The tool, called PIC (for prospect identification and classification), draws from and merges information from Trans Union's MasterFile data base of more than 140 million Americans and SRI Consulting's Macro Monitor Survey, a collection of consumer financial attitudes and preferences.

From the different sources of information, an individual score is developed that indicates demand for a product.

"The reason our data base is good for this kind of score is that we have over 350 attributes on an individual basis that we can use for modeling," said Timothy J. Claytor, product research manager with Trans Union Lists.

The data are extremely predictive "because we have so many different elements to model from," he said. "'It's a way to take the debit side of a consumer's profile and model his asset side."

For banks to make the best use of these data, they need to determine what parts to use and how best to use them. Large quantities of data are not necessarily the solution.

Analysts say the only way to find out what works is through tests of a tactic's impact on marketing efforts.

"You're not going to know data effectiveness beforehand," Mr. Infusino said. "You have to have a rigorous approach to testing ... You look at the results and you use what gives you a better predictive ability."

Even banks that identify pieces of data that are strong predictive indicators often "hit a wall in terms of their ability to execute," Mr. Frawley said.

It behooves bank marketers to build the necessary analytical capabilities, Mr. Infusino said. And they have a lot of sources of help.

Recognition Systems and Exchange Applications, for example, see automation as a significant element in improving banks' customer relationship management. Tailoring marketing campaigns to specific customers or customer segments becomes increasingly difficult for organizations that run hundreds of initiatives at the same time.
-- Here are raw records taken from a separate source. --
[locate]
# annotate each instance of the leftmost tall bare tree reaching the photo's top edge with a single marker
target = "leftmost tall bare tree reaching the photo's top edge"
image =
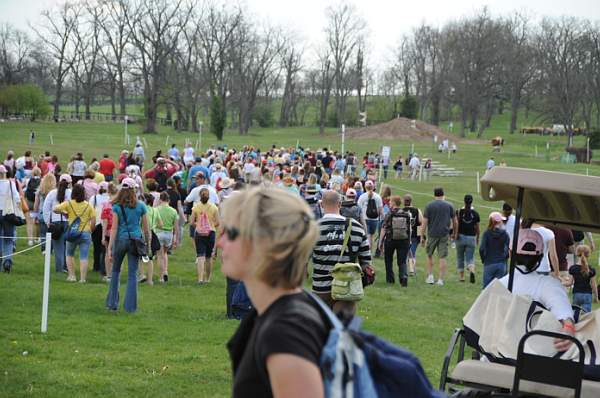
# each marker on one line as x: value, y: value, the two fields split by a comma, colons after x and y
x: 56, y: 34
"If you can't automate that process, it's just too hard, too complex for people to understand," Mr. Frawley said.

Recognition Systems offers Ideas Solutions. This "is basically using the information that you put together in a warehouse in order to understand customer behavior, learn what people want, be able to take action on that, and deliver the appropriate products and services at the lowest cost," said Paul Gregory, president and co-founder of the Chicago-based firm.

With neural network technology, a branch of artificial intelligence, the system builds "very rapid and more accurate models of customer behavior," Mr. Gregory said.

"If you roll the clock back 30-odd years, effectively all of the banks did practice customer relationship marketing," Mr. Gregory observed. "Your local bank manager knew the majority of people who banked with him."

Ideas Solutions supports a bank's marketing campaigns by further defining its targets. A customer, NWS Bank PLC of Chester, England, was able to "reduce marketing costs by 20% to 30% but still get the same set of responses," Mr. Gregory said.

Exchange Applications focuses on "helping companies manage and optimize their customer relationships," Mr. Frawley said. Its software product, ValEx, "sits on top of a marketing data base or customer data warehouse and allows businesspeople to interact with the information, do analysis, set up plans, set up specifications, and actually execute direct communications with the customer," Mr. Frawley said.

Exchange Applications estimates 30% of its clients are from the banking industry, including Fleet Financial Group and KeyCorp.

Some of the best information may already be in the hands of banks; the trick is how to harvest it. "The best variables you can segment customers on are how they behave," Mr. Moore said.